Sebenarnya, siapa tiga menteri bodoh itu? batin Rai bingung. Ini pertama kali bagi Rai melihat Zen yang kesal bukan karena dirinya. "Baiklah, kalau begitu. Aku akan mengirimkan putra dan putriku ke sini jika mereka sedang kosong untuk bermain bersama Uta," ucap Rai membuat Alecia menatap sang Ayah dengan senang dan Alvis yang menatap Rai terkejut. "Apa kami bisa bermain di sini bersama pangeran Uta?" tanya Alecia semangat. "Tentu saja. Benarkan Zen?" jawab Rai lalu bertanya kepada Zen sambil tersenyum ramah.
Zen menatap Alvis dan Alecia yang terlihat sangat berharap lalu menghembuskan napas pasrah. "Bagaimana menurutmu, Uta?" tanya Zen pada putranya. Uta menatap Alecia dan Alvis bergantian. Membuat kedua orang itu meneguk salivarnya dengan gugup. "Hm ... baiklah, asalkan pangeran Alvis tidak mencubit pipiku lagi," ucap Uta ketakutan. "Ah maaf soal itu, Uta. Kau bisa memanggilku kak Alvis," ucap Alvis menyesal. "Baiklah, kak Alvis," ucap Uta semangat. "Ih! Tidak adil," ucap Alecia kesal. "Kau juga bisa memanggilku Uta, Alecia," ucap Uta sambil tersenyum lembut.
Membuat Alecia sangat senang. Sehingga semua orang yang ada di ruang makan menjadi sangat gembira. Akhirnya mereka menikmati makan malam kembali tanpa membahas soal keberangkatan Zen.
***
Setelah makan malam. Rai dan keluarganya langsung di antar menuju kamarnya. Rika membawa Uta untuk istirahat sedangkan Zen harus kembali ke ruang kerjanya untuk menyelesaikan beberapa tugas sebelum berangkat besok pagi. Ia menghembuskan napas besar saat akhirnya dokumen yang menggunung dapat ia selesaikan. berjalan kearah jendela dan menatap kearah sang rembulan yang berbentuk bulat sempurna. "Tidak terasa sudah malam sekali. Apa aku istirahat di kamar ya?" tanya Zen bingung.

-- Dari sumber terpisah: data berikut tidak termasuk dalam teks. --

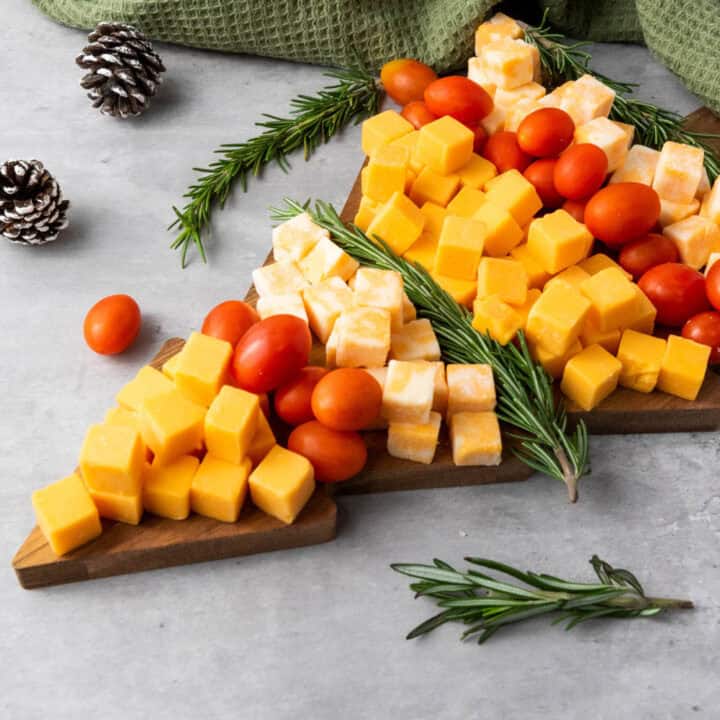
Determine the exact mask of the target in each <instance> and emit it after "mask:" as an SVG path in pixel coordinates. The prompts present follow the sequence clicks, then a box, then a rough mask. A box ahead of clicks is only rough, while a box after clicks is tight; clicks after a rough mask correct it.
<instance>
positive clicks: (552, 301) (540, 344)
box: [525, 285, 590, 355]
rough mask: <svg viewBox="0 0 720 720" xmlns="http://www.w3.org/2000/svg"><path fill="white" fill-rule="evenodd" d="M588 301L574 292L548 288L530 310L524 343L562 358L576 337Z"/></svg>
mask: <svg viewBox="0 0 720 720" xmlns="http://www.w3.org/2000/svg"><path fill="white" fill-rule="evenodd" d="M589 312H590V301H589V300H588V299H587V298H585V297H584V296H583V295H581V294H580V293H579V292H578V291H577V290H573V289H572V288H566V287H563V286H559V285H558V286H555V287H552V288H548V290H546V291H545V292H543V294H542V295H541V296H540V297H539V298H538V300H537V302H536V303H535V304H534V305H533V306H532V308H530V312H529V313H528V319H527V323H526V325H525V334H526V335H527V338H528V341H529V342H530V343H531V344H534V345H536V346H542V347H543V348H545V350H547V351H548V352H550V353H552V354H553V355H563V354H564V353H565V352H567V351H568V350H569V349H570V347H571V346H572V344H573V343H574V342H575V341H576V340H577V339H578V338H579V337H580V332H581V330H582V328H583V323H584V322H585V319H586V318H587V316H588V313H589Z"/></svg>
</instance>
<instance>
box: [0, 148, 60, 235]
mask: <svg viewBox="0 0 720 720" xmlns="http://www.w3.org/2000/svg"><path fill="white" fill-rule="evenodd" d="M69 205H70V203H69V202H68V201H67V200H63V196H62V191H61V190H60V186H59V185H58V184H57V181H56V180H55V178H54V177H53V176H52V175H51V174H50V173H49V172H48V171H47V170H46V169H45V167H44V166H43V164H42V163H41V162H39V161H38V160H29V161H28V160H8V161H6V162H5V163H3V164H2V165H0V235H4V236H5V237H6V238H7V239H8V240H10V241H11V242H16V243H22V244H24V245H43V244H44V243H46V242H51V241H52V240H55V239H56V238H57V236H58V235H59V233H60V231H61V230H64V229H65V228H66V227H67V225H68V219H67V209H68V206H69Z"/></svg>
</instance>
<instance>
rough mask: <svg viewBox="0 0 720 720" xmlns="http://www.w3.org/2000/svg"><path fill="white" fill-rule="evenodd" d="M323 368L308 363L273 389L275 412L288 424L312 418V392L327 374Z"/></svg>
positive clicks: (313, 416)
mask: <svg viewBox="0 0 720 720" xmlns="http://www.w3.org/2000/svg"><path fill="white" fill-rule="evenodd" d="M327 373H328V371H327V370H326V369H325V368H321V367H316V366H314V365H308V366H307V367H306V368H303V369H302V370H301V371H300V374H299V375H297V376H296V377H294V378H293V379H292V380H290V382H287V383H285V384H284V385H281V386H280V387H279V388H278V389H277V390H276V391H275V400H274V402H275V412H276V413H277V415H278V417H279V418H280V419H281V420H284V421H285V422H286V423H287V424H288V425H293V426H295V425H302V423H304V422H310V420H314V419H315V416H314V415H313V411H312V404H311V402H310V399H311V398H312V392H313V390H314V389H315V386H316V385H317V384H318V381H319V380H320V378H322V377H323V376H324V375H327Z"/></svg>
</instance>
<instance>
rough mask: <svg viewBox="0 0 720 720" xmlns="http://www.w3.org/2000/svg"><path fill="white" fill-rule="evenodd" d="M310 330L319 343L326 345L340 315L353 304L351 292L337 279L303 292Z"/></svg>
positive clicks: (305, 290) (349, 289)
mask: <svg viewBox="0 0 720 720" xmlns="http://www.w3.org/2000/svg"><path fill="white" fill-rule="evenodd" d="M303 300H304V301H305V311H306V313H307V316H308V320H309V323H310V329H311V330H312V331H313V332H314V333H315V335H316V336H317V337H318V339H319V340H320V342H322V343H327V341H328V338H329V337H330V333H331V332H332V329H333V327H335V321H336V320H337V319H338V317H339V316H340V313H342V312H344V311H345V310H349V309H350V308H351V307H352V304H353V294H352V290H351V289H350V288H349V287H348V285H347V284H346V283H345V281H344V280H341V279H340V278H338V277H332V278H328V279H327V280H323V281H322V282H319V283H318V284H317V285H312V286H311V287H307V288H305V289H304V290H303Z"/></svg>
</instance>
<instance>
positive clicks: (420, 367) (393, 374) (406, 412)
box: [382, 360, 436, 423]
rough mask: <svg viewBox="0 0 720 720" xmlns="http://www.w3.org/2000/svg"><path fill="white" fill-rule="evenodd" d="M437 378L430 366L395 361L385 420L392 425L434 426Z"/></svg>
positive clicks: (389, 382) (383, 413) (385, 414)
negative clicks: (434, 407)
mask: <svg viewBox="0 0 720 720" xmlns="http://www.w3.org/2000/svg"><path fill="white" fill-rule="evenodd" d="M435 374H436V369H435V368H434V367H433V366H432V365H431V364H430V363H426V362H405V361H403V360H391V361H390V363H389V364H388V372H387V376H386V378H385V387H384V388H383V405H382V413H383V417H385V418H387V419H388V420H389V421H390V422H410V423H427V422H430V411H431V410H432V404H433V397H434V394H435Z"/></svg>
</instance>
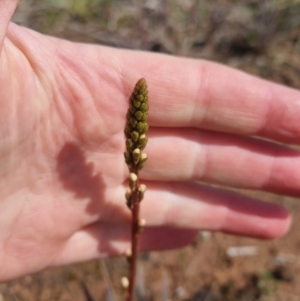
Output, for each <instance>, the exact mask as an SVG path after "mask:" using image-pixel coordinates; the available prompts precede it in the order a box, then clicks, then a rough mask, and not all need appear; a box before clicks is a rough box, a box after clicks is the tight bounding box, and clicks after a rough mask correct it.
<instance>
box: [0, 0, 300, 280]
mask: <svg viewBox="0 0 300 301" xmlns="http://www.w3.org/2000/svg"><path fill="white" fill-rule="evenodd" d="M16 4H17V1H16V0H14V1H12V0H0V20H1V24H0V45H1V57H0V102H1V103H0V281H6V280H9V279H13V278H16V277H19V276H22V275H25V274H28V273H33V272H36V271H39V270H41V269H44V268H46V267H49V266H55V265H62V264H68V263H72V262H78V261H83V260H88V259H92V258H99V257H103V256H108V255H121V254H122V253H124V251H125V250H126V249H127V248H128V247H129V241H130V238H129V232H130V230H129V223H130V212H129V210H128V209H127V208H126V206H125V198H124V192H125V187H126V185H127V183H126V178H127V177H128V171H127V167H126V165H125V162H124V159H123V151H124V135H123V129H124V125H125V115H126V110H127V108H128V97H129V95H130V93H131V91H132V89H133V87H134V84H135V83H136V81H137V80H138V79H139V78H141V77H144V78H146V80H147V83H148V88H149V104H150V112H149V115H150V117H149V124H150V128H151V129H150V131H149V134H148V137H149V143H148V145H147V147H146V149H145V152H146V153H147V154H148V157H149V161H148V162H147V164H146V165H145V168H144V169H143V171H142V173H141V180H142V182H144V183H145V184H146V185H147V187H148V190H147V192H146V197H145V200H144V201H143V203H142V212H141V216H142V217H143V218H145V219H146V221H147V228H146V230H145V232H144V233H143V235H142V237H141V242H140V249H141V250H151V249H167V248H174V247H180V246H184V245H186V244H188V243H190V242H191V241H192V240H193V239H194V236H195V234H196V231H198V230H201V229H206V230H212V231H223V232H227V233H233V234H237V235H245V236H251V237H259V238H275V237H280V236H282V235H283V234H285V233H286V232H287V231H288V229H289V226H290V223H291V218H290V215H289V213H288V212H287V211H286V210H285V209H284V208H283V207H281V206H279V205H276V204H272V203H264V202H261V201H259V200H255V199H251V198H249V197H246V196H243V195H241V194H238V193H233V192H227V191H226V190H223V189H216V188H212V187H209V186H208V185H207V184H222V185H223V186H228V187H235V188H249V189H256V190H261V191H271V192H276V193H280V194H284V195H292V196H298V195H299V193H300V185H299V183H300V155H299V153H298V152H297V151H294V150H291V149H289V148H287V147H284V146H279V145H278V144H277V143H282V142H284V143H292V144H299V143H300V122H299V116H300V92H299V91H297V90H293V89H290V88H287V87H284V86H280V85H277V84H274V83H271V82H267V81H264V80H261V79H259V78H255V77H253V76H250V75H247V74H245V73H242V72H240V71H237V70H233V69H231V68H228V67H225V66H221V65H218V64H214V63H211V62H206V61H201V60H193V59H184V58H176V57H172V56H165V55H157V54H150V53H145V52H139V51H125V50H117V49H110V48H106V47H101V46H96V45H83V44H77V43H71V42H68V41H64V40H59V39H55V38H52V37H48V36H44V35H41V34H39V33H37V32H34V31H31V30H29V29H26V28H22V27H19V26H17V25H15V24H12V23H9V20H10V18H11V15H12V14H13V11H14V8H15V6H16ZM253 136H256V137H257V138H253ZM260 138H266V139H270V140H272V141H274V142H267V141H263V140H261V139H260ZM199 182H202V184H200V183H199Z"/></svg>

Beberapa hari ini Zen selalu tidur di ruang kerjanya karena banyaknya dokumen yang harus di selesaikan. Sehingga membuat Rika tidur sendiri. Terkadang juga permaisurinya itu akan tidur bersama putranya. Tiba-tiba terdengar suara ketukan pintu. Membuat Zen tersadar dari lamunannya. "Zen, ini aku. Apa aku boleh masuk?" terdengar suara yang sangat familiar baginya. Membuat Zen berjalan untuk membukakan pintu. "Ada apa, Rika?" tanya Zen saat pintu terbuka dan memperlihatkan sosok permaisurinya yang mengenakan gaun tidur tipis yang tertutup jubah tidur untuk menghangatkan dari dinginnya udara malam.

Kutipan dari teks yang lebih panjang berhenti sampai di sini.